Rate of National Forest creation takes nosedive

The rate at which the National Forest is being created has dropped from more than 500ha a year at its peak in the early 2000s to "100ha a year at a push", John Everitt, chief executive of the National Forest Company that oversees the creation of the forest, has told New Scientist.

The article ascribes the decline to rising land prices and landowners having more options for putting their land to use, "including tourism spin-offs from the forest itself", pointing out that the biggest decrease in planting came after 2006 when incentives were withdrawn due to changes in EU regulations.

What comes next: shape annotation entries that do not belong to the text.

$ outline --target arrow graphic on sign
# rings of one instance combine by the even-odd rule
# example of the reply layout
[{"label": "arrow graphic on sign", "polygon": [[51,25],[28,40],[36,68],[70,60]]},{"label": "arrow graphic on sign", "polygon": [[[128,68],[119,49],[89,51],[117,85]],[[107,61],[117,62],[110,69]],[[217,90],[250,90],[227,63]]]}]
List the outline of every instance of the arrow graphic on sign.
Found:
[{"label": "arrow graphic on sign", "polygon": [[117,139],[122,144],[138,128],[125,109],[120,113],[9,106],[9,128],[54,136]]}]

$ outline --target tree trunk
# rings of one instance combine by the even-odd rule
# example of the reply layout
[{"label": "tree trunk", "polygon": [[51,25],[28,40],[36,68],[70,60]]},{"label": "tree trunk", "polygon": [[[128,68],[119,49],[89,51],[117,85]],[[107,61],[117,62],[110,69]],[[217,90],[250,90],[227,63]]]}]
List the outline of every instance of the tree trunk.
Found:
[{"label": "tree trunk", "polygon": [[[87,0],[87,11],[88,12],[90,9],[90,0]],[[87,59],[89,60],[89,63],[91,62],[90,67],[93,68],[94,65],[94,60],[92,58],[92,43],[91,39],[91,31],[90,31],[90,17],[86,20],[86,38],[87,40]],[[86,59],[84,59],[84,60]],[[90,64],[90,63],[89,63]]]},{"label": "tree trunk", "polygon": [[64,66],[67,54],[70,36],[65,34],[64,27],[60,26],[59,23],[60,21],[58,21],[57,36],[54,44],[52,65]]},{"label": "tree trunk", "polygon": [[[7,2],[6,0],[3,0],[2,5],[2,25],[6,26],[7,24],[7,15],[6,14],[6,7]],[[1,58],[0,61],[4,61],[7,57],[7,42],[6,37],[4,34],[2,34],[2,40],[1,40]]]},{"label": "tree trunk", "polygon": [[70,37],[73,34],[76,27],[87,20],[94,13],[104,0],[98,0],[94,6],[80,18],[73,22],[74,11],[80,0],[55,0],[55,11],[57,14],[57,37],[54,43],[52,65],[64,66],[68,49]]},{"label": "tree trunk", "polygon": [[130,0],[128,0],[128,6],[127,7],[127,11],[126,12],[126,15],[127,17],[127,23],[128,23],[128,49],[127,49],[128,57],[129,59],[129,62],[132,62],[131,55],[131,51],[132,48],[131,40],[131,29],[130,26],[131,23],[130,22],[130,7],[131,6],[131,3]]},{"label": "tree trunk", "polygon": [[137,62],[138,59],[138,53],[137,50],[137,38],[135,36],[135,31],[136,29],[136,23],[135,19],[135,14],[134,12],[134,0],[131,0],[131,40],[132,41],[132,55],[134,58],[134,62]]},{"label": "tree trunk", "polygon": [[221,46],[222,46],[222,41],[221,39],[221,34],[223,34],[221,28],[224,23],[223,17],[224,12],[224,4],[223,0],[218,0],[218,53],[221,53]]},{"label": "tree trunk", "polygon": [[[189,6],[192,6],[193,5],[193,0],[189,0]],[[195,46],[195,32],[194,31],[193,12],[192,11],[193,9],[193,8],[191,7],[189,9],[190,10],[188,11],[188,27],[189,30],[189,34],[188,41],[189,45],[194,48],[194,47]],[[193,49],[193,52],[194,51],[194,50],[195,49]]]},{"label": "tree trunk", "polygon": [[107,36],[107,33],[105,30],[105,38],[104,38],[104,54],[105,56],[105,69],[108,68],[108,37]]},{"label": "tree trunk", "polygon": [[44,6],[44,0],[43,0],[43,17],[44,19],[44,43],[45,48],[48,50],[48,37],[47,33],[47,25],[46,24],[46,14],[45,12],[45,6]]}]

Everitt added that resources must now also be focused on managing the maturing forest, some of which dates back to 1991. "If we don't manage the forest now we're going to be left with very dark, dense, not particularly productive woodland," he warned. "We will lose the opportunity to maximise the economic opportunities."

He also told The Observer that the £60m of public money that has been spent on the project to date "is the equivalent of just two miles of three-lane motorway or one mile of HS2 - it is peanuts, incredible value for money". He added that the forest has already attracted nearly £1bn of inward investment, prompted hundreds of new tourism, leisure and wood-based businesses, and stimulated house prices.

So far around half of the proposed 17 million trees to create the forest spanning parts of Derbyshire, Leicestershire and Staffordshire have been planted. The aim is to raise the level of tree cover over the 500sq km area to 33 per cent.